I for one couldn't care less about saturating a 2.5Gbps link. I want lots of storage with fail-safes. 10 Gbps is a huge waste of money (for my use case).
@@EJavierPaniaguaLaconich If you want lots of storage with failsafes, get a regular NAS and put 22 TB Iron Wolf Pro drives in it. The reason to use SSDs for storage is speed, because you’re trading away capacity and paying higher prices to get that speed. If it doesn’t have the speed, there’s literally no purpose to it.
I don’t need that speed, that’s why I didn’t waste money on a bunch of SSDs that would be bottlenecked by my network.
repeating the same top gun clip over and over is dumb.
Also, kickstarter type products do not belong in any NAS roundup.
Save that for camera parts and stuff.
"The Best SSD NAS Drives of 2023/2024" - then proceeds to talk about enclosures, ffs lol. Please DON'T treat your viewers as braindead with dumb clickbait.

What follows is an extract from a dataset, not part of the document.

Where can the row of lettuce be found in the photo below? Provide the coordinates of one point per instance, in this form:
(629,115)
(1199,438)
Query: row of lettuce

As for SSD drives themselves, we're a long, long way away from replacing 20-40TB of HDD in our NAS setups, with SSD prices still eye-wateringly expensive at these capacities, unfortunately.
That linc Nas can take 2x8tb data Samsung. And that is the only one I checked. 6,8 mm
And "even LTT said so" isn't saying much these days 😂😂😂 unsubbed LTT, rather watch good reviews without bullying 🤔
Yeah linus made lengthy and specific points in his latest video about the new macbook pros that started off Valid but voided themselves by being completely wrong.
Not interpretation, opinion, hot take bs, just literally the opposite of the facts.
It was so plain and obvious and self-contradicting that I really wonder bow how often the stuff he says is complete BS without me knowing better, despite labs, a team of writers, best practice proof reading protocols etc etc. Still fun but very little credible substance.
@@DMonZ1988 darn, missed that one, but not watching his smug face is worth it 😁 impressive, going back to publishing content and still getting things that wrong. Never mind he gets his views and sponsor income, he doesn't care.
Watched that ass for years, rude awakening indeed
FFS how do you run your already well greased gob for 32mins on this topic?? I'll be back when I have more patience.